For the last year, Syaluha had been working hard to save 4,723,550 Congolese francs ($3,000) in preparation for his wedding.
But when he went to his bank, the Mutuelle d’Epargne et de Crédit du Congo (MECRECO), he found a shuttered building.
“There wasn’t a soul in sight,” he says. “[Just] a notice posted on a door indicating the bank wouldn’t reopen for business at least 45 days after the date of posting of the notice.”
When he realized that the closed financial institution meant that his savings were gone, he fainted.
In the months since his financial institution closed – MECRECO is a financial cooperative, a common banking structure in DRC – Syaluha has joined others in signing a memorandum attempting to claim reimbursement from the country’s central bank, Banque Centrale du Congo. But requests have not been successful.
“I no longer place my trust in cooperatives or private banks,” Syaluha says.
In Goma, six savings cooperatives and two bank cooperatives have closed this year.
It’s becoming more common for financial institutions here to close with little or no notice. Customers say they are losing their money and, thanks to improperly regulated processes, aren’t getting their money back. Many are turning to informal saving schemes or are opening accounts outside of the country, where they say their money is more secure.
Decades of political instability and violence have undermined economic development in DRC, economists say.
According to a 2014 consumer survey conducted by the Ministry of Finance and the United Nations Development Program, just 12 percent of surveyed Congolese adults use formal banking services, while 4 percent use microfinance institutions and 5 percent use savings cooperatives.
Charles Olenga, an economics researcher at the l’Université de Goma, says that cooperative banks in DRC started to deteriorate when the global financial crisis began in 2007.
As investment banks in the U.S. collapsed, Congolese banks that rely on U.S. dollar deposits incurred losses and struggled to provide quality services to customers, he says.

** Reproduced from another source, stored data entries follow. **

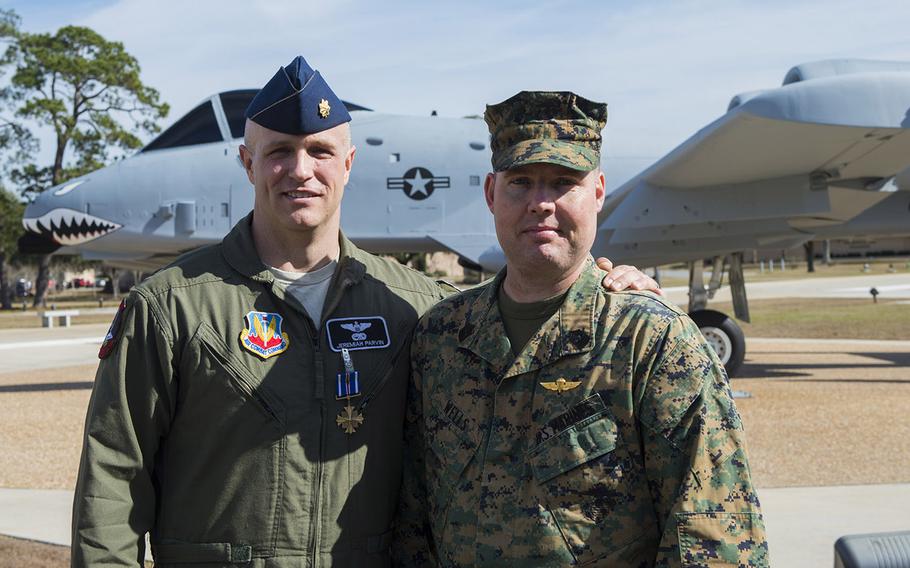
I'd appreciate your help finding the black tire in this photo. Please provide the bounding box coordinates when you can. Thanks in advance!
[689,309,746,378]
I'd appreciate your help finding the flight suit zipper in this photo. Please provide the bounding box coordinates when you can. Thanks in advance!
[308,329,324,566]
[307,274,355,566]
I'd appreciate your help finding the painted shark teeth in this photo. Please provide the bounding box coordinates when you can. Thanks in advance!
[21,208,122,246]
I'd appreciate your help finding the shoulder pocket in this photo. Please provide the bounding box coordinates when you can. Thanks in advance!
[528,413,617,483]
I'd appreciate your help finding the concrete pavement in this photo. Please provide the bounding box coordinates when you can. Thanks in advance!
[2,484,907,566]
[664,272,910,305]
[0,324,106,372]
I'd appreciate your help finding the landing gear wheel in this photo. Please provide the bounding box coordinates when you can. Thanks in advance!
[689,309,745,378]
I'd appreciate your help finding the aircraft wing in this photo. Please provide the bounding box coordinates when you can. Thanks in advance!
[597,61,910,267]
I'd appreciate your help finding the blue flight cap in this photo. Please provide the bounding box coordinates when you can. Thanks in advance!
[245,55,351,135]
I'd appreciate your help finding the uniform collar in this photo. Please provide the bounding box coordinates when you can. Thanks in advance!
[222,212,268,280]
[459,256,601,379]
[221,212,366,287]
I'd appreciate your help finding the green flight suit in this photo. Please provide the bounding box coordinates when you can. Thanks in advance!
[72,213,451,568]
[395,257,768,567]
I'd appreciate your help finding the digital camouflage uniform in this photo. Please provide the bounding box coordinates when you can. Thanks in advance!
[72,214,453,567]
[394,90,767,567]
[395,259,768,566]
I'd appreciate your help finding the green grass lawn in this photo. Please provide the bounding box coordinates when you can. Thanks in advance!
[711,298,910,340]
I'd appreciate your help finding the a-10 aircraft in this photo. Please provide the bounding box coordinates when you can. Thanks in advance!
[19,59,910,376]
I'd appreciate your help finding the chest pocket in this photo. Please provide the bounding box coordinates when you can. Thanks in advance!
[527,412,653,565]
[424,402,480,538]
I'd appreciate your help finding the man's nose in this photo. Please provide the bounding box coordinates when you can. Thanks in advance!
[288,149,314,180]
[528,185,556,215]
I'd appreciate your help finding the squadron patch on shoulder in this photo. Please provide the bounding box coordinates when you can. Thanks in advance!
[240,311,290,359]
[98,299,128,359]
[325,316,390,352]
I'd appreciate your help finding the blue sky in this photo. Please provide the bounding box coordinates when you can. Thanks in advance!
[5,0,910,164]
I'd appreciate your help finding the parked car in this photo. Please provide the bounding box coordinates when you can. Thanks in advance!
[15,278,32,297]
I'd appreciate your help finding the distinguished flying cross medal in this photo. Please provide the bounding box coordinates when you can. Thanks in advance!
[336,348,364,434]
[318,98,331,118]
[540,378,582,394]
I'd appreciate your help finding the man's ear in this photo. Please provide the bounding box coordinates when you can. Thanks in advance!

In 2013, the government introduced a new legislation to help regulate the microfinance sector, a move that some people say demonstrated the government’s interest in repairing a frail financial sector.

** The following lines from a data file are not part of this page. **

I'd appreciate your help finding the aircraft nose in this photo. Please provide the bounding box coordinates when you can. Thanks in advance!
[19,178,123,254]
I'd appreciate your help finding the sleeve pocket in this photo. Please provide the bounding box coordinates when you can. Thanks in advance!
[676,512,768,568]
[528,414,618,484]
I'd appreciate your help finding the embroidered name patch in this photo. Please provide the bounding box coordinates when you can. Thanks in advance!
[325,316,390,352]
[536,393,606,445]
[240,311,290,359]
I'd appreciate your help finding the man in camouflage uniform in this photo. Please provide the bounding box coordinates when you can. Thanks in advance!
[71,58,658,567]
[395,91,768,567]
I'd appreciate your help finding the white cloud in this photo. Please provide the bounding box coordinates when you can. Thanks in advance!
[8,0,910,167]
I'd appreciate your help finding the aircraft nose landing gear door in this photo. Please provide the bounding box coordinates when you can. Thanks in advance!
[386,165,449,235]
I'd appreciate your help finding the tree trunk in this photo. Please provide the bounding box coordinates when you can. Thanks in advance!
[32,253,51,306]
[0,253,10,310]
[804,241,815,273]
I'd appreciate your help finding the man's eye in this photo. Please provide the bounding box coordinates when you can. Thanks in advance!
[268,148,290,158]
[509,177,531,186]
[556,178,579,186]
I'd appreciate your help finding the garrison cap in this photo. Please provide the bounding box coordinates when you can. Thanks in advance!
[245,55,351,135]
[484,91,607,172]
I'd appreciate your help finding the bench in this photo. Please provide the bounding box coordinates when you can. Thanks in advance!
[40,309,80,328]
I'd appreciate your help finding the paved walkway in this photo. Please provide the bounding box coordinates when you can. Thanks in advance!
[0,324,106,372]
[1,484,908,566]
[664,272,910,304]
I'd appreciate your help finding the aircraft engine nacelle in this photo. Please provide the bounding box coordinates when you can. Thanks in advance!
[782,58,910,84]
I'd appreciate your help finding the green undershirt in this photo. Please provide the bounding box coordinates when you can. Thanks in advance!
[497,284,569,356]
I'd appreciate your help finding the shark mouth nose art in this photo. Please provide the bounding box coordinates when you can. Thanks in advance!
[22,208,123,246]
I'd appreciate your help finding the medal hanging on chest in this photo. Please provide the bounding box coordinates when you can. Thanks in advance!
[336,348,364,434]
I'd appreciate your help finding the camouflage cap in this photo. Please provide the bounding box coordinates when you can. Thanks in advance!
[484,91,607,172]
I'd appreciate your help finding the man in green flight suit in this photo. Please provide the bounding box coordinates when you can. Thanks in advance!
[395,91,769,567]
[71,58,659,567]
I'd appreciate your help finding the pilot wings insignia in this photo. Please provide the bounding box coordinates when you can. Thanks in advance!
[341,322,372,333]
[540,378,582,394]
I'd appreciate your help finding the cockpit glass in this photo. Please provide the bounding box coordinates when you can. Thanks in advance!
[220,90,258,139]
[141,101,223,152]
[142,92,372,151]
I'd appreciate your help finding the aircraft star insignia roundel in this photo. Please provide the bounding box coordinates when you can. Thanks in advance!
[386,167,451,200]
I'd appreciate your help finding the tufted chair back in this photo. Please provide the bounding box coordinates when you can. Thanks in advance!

But now as large microfinance institutions and saving cooperatives in eastern DRC are folding, distrust for all banking schemes and institutions among Congolese is increasing.
Agnès Katungu, who owns a convenience store in downtown Goma, says a lack of reliable saving cooperatives often prevents people from starting businesses.
Katungu had a savings account with the International Bank of Africa in Congo, a large formal bank with a branch in Goma. But when the bank closed in November 2016, she says she lost two years’ worth of savings.
She says she now uses a rotating savings scheme common among women in DRC, called likelemba, where members of the group deposit into a group fund and make loans to other group members.
Prince Bangala, a businessman, says he also lost his money when the regional branch of Banque Centrale du Congo closed. Unlike others, he says he was able to get his money refunded.
“It took me more than two months to finally get my money back from DRC’s central bank. And what’s worse, I recovered it in dribs and drabs,” he says, meaning he did not get the whole sum back at once.
And during those two months, Bangala says his business came to a halt.
“I could no longer import goods from China because I did not have enough money to pay for the process,” he says.
“If anyone trusted banks, it was me,” Bangala says. “Today, however, I don’t trust Congolese banks anymore.”
Bangala now banks in neighboring Rwanda.
Officials from the Banque Centrale du Congo did not respond to multiple requests for comment.
Ndayaho Sylvestre, GPJ, translated the article from French.